Last August, Yang and Wong conducted a second survey of U.S. adults in which they studied people’s views on conspiracy theories, asking how strongly they agreed or disagreed with mistruths about the pandemic broadly (“Covid-19 is less dangerous than the seasonal flu”) and vaccines specifically (“The Covid-19 vaccines include a tracking device”).
The sample size of 1,025 was 56% female and 44% male; the average age was 45 and 62% of the respondents were white. Half were vaccinated, and about four of 10 had some higher education. (The other approximately 60% had an associate's degree or below.) The median household income was $50,000 to $59,999. Participants were asked to share their political identification: approximately 38% were independent, 29% were Republican, and 33% were Democrat.
They asked the participants, “Thinking about the Covid-19 pandemic and the Covid-19 vaccines, which do you think poses a greater risk to you?”
Two-thirds cited the pandemic as a greater risk, and did so in an overall emotional tone that the researchers gauged as negative. “Surprisingly,” Wong wrote in an email, “very few pertained to misinformation about the pandemic.”
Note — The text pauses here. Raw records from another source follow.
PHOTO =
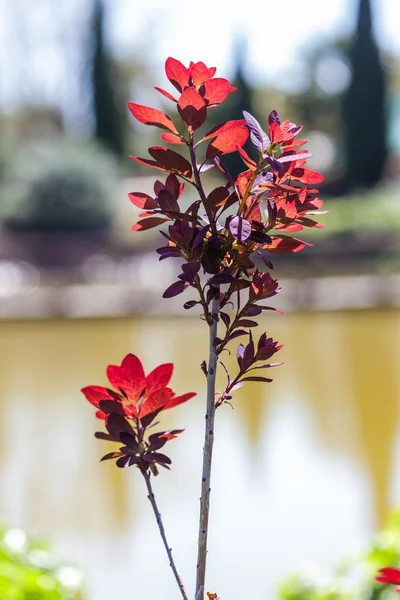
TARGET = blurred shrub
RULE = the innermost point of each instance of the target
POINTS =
(28, 571)
(354, 579)
(59, 187)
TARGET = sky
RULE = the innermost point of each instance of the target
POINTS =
(276, 31)
(41, 49)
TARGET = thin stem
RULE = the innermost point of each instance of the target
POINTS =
(207, 454)
(152, 499)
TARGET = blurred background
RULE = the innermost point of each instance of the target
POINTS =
(307, 469)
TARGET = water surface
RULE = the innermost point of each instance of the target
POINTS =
(305, 468)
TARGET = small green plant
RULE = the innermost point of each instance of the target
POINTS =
(66, 187)
(353, 579)
(29, 571)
The remaining third of the respondents pointed to the vaccines as a more formidable risk than the pandemic itself. ‘The overall emotional tone was much more negative,” Wong said, noting that 54% of the comments “contained misinformation.”
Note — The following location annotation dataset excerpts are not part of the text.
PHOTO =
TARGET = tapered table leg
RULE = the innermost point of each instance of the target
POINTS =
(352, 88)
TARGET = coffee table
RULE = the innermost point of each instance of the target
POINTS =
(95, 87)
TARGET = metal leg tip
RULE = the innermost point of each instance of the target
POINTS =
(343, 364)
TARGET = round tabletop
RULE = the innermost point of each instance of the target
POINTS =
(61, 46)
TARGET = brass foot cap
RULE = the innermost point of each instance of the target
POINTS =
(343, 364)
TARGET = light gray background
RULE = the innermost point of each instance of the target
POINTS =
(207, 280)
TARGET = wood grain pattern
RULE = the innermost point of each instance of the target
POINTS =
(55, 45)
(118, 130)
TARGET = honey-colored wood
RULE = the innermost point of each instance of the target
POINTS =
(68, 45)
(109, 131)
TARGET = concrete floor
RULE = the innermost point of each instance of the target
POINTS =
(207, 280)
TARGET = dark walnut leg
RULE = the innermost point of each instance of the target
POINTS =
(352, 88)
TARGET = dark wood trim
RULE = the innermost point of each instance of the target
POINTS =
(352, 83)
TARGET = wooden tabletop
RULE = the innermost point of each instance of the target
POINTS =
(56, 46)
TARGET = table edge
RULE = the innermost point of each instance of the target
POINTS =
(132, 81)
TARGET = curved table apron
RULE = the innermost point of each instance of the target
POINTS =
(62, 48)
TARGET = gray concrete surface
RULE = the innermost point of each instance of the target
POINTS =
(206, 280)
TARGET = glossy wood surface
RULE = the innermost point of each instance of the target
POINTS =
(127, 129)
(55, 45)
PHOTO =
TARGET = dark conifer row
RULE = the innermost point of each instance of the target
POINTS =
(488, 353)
One out of every five of those statements had misinformation about the pandemic. For example: “I am young and healthy. Covid-19 is not a risk to me.” (Young people have died from the virus, and are susceptible to long Covid.)
But nearly all of those responses (93%) had misinformation about the vaccines, and about 13% cited both the shots and the pandemic. For example: “Because Covid-19 is a hoax and the vaccine potentially changes your DNA/RNA.” (Six million people worldwide have died from Covid-19, the U.S. death count is north of 950,000, and the vaccinations do not impact the genetic information in your cells.)
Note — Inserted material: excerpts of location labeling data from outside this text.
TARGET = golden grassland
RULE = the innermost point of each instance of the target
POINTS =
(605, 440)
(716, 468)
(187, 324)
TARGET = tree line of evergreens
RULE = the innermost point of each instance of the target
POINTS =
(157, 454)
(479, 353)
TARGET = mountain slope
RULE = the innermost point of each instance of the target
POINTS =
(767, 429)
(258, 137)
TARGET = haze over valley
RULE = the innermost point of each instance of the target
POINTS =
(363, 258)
Yang and Wong found that unvaccinated people believe in misinformation more than vaccinated individuals, and Republicans “were more likely to believe in misinformation the most” compared to independents and Democrats.
OK, let’s ask again: Why? Why does misinformation stick with so many?
Yang, who last year was promoted by UB to full professor status and was honored by the Society of Risk Analysis for her work, has a take slightly different than Offit.
“From the early discovery of the coronavirus to vaccine development, science has also provided a narrative, but this narrative is rejected by those who’d rather believe in conspiracy theory,” she said.
Yang points to confirmation bias as the “fundamental reason.”
A person who thinks the vaccine is unsafe, or fears the government will mandate it, is “much more likely to believe in conspiracy theories because they confirm their existing beliefs,” Yang said. “Similarly, those who believe the pandemic is a hoax all along are much more likely to use conspiracy theories to justify their beliefs.”
To her, conspiracy theories aren’t an answer. They are a justification. “They help to justify the skepticism or objection people have all along about science and others who do not share their political beliefs,” Yang said, “even before the pandemic started.”
And even as it – hopefully – ends. With any luck, Covid-19 is fading. But viral misinformation is a spread that may be even harder to stop.